Art thou pale for weariness of climbing heaven and gazing on the earth, wandering companionless among the stars that have a different birth, and ever changing, like a joyless eye that finds no object worth it's constancy? Thou chosen sister of the Spirit, that gazes on thee til in thee it pities. . . -Shelley (To The Moon)

Monday, October 12, 2009


Many writers, particularly Canadian ones, have been inspired by the paintings of Emily Carr and the Group of Seven. I have seen her paintings many times at the Royal Ontario Museum and the Art Gallery of Ontario. A Tom Thomson hung on the wall of my childhood home. I can't attempt to explain what these paintings mean to me in any other way than how I have explained it below, in my poem Frontier. Someday I will expand this poem or use pieces of it for another, more complex poem on this subject.
In the meantime, though, I can tell you a little about the lines: "On her shades of grey, from dappled plum to ocean/ I hang silver tears; their transverse waves/ augment and diminish." My "tears" are a not just a literal response to being moved by her work, but they are meant as the filters of perceptions through which we all respond to visual stimuli. We each perceive and "see" things, especially art, differently from one another. In this metaphorical way, my "tears" also connote the fantastical idea that I have touched or changed the work somehow by seeing it, so that the painting will carry with it something of each of its viewers throughout its life.
The above painting and the one to the right are by Emily Carr. I hope you will leave your tears on my poem and return again to see what's changed.


Materials that men have made
obscure what nature means to emphasize.

They decorate walls in synthetic shapes
nature did not make --------- their jades
will never match the gem -------------

To God, green
is the very substance
of the leaf itself.

To God, blue is chameleon
changing against desert sands --------------
mutation its very essence.

Most of what men make is grey:

endless slabs, great as lakes
sweeping continents, constituting castles. . .
warehouses. . . vast stadiums. . .

Inside earth, legacies

of craft and construct, of form and fashion
spur with wind their veiny waifs
to adjust the pressure, inciting newborn vines
to somnolently streak our stone-hewn homes

for inevitable weddings of spirit to mere substance.

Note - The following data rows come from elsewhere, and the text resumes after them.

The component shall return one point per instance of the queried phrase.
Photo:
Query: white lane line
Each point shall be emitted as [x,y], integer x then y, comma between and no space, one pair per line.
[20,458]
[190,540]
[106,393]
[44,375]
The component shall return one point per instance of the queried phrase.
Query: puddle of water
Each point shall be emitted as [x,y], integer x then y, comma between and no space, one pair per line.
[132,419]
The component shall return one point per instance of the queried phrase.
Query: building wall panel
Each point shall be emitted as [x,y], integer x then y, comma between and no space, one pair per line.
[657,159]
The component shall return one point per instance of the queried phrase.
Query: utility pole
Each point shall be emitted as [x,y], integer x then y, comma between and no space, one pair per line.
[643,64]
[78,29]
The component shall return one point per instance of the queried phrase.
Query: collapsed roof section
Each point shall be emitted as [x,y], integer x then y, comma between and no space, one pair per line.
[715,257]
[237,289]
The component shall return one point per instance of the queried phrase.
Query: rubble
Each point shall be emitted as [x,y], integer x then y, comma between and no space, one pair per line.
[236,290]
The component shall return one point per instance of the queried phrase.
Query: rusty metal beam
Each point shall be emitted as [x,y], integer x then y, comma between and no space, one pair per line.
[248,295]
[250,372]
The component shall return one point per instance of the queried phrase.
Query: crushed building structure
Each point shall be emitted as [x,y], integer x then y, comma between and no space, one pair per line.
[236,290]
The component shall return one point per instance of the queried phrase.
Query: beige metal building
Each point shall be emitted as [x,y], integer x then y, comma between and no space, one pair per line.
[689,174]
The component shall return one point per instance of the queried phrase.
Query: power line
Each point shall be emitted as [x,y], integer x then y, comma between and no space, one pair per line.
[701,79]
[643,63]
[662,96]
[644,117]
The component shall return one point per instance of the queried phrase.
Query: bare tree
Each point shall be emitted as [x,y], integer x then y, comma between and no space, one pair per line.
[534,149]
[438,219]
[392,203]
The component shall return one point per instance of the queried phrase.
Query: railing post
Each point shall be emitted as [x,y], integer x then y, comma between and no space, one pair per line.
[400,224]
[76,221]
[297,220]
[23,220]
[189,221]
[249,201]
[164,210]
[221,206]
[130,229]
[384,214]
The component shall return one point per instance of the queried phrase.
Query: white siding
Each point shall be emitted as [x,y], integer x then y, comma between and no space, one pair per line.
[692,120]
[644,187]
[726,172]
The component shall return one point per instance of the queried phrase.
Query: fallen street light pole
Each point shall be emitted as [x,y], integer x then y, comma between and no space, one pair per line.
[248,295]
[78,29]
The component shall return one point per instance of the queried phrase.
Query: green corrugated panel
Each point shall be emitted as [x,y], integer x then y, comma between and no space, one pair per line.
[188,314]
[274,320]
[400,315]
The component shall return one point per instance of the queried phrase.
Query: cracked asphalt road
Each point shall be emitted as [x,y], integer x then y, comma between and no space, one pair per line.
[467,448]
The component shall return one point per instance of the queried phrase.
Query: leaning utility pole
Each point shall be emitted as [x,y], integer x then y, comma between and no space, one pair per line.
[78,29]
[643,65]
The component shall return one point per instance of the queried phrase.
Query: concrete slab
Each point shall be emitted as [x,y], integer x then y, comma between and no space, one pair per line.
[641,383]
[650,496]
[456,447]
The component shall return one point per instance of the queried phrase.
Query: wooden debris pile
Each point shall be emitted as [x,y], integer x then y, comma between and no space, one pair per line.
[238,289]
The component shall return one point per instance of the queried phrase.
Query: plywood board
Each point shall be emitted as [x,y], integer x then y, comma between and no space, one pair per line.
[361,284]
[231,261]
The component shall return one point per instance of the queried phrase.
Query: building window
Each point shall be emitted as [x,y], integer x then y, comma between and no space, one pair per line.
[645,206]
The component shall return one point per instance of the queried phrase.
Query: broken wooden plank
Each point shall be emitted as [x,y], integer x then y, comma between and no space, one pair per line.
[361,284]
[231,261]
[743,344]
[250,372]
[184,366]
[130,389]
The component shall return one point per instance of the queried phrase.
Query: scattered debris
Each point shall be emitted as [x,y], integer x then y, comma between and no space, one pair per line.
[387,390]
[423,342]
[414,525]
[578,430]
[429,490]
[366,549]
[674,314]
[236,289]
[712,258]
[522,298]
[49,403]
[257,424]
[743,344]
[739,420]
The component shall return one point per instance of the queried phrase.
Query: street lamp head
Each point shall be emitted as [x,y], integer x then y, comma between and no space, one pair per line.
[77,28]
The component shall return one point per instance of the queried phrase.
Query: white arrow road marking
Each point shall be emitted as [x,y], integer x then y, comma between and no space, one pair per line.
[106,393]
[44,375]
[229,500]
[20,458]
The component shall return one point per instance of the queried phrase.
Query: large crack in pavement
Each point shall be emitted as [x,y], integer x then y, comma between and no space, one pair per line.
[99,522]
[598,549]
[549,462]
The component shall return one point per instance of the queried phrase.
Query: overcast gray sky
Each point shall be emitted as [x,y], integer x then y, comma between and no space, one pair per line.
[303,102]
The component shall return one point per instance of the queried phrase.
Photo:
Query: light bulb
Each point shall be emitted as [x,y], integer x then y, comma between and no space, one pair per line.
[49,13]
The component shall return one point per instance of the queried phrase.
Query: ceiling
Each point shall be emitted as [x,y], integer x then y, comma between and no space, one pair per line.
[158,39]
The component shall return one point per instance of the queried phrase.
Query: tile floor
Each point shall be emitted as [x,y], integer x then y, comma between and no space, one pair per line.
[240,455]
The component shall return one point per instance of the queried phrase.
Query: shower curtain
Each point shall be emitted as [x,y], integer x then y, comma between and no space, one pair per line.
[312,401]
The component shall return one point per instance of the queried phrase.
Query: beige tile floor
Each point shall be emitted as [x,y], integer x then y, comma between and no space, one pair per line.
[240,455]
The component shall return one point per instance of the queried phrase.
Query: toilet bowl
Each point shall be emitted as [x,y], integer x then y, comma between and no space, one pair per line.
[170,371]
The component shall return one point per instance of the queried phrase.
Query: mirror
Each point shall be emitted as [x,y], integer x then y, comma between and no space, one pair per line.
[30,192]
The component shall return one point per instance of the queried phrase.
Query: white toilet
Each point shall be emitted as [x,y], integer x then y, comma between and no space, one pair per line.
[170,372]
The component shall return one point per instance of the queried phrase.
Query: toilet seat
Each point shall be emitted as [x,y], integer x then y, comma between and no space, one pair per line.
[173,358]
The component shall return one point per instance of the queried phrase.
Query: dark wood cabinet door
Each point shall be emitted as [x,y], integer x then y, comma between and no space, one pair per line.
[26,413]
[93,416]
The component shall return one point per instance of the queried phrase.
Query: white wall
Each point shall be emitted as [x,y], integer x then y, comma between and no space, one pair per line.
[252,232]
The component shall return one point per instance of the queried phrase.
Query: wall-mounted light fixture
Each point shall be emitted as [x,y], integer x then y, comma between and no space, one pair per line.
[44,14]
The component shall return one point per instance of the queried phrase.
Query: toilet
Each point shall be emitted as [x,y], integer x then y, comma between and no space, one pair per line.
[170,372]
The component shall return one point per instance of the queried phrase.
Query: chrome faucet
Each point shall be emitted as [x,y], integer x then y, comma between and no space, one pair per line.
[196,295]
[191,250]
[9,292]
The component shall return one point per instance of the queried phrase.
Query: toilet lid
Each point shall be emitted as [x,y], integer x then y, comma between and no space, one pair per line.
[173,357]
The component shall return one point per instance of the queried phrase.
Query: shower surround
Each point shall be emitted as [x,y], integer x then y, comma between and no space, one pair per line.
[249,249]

Emily's paintings do not perform a function,
or try to fool me into thinking they are anything besides wild.

On her shades of grey, from dappled plum to ocean
I hang silver tears; their transverse waves

augment and diminish.


  1. I envy you for this, Nicole; your ability to convey your response to art with such precision; and delighted to make the acquaintance, even in tiny reproductions, of this clearly important Canadian painter, who for her part is able to convey her response to Nature with such precision - her response and not just the shapes and colours captured by her retinas - and most important, able to convey her response to an audience to stimulate their response.

    Thank you.

  2. I'm so glad you liked meeting Emily Carr!! Hopefully you will someday see her paintings in real life - they are much much larger! The first time I saw Monet's Waterlillies at The Met I sunk down into a bench and began to cry. The gallery attendant approached to ask if I was alright. "I just never knew it was so. . . . BIG," I blubbered.
    It's always important for me to try and explore the idea that the messages our senses gives our brains is never untouched by philosophy. For example, people who like the colour red don't place decorative red accents in abundance throughout their houses simply because they are red. They put them there because they LIKE them AND they are red. When we don't philosophize our stimuli it's due to a somewhat paradoxical act of deep relaxation.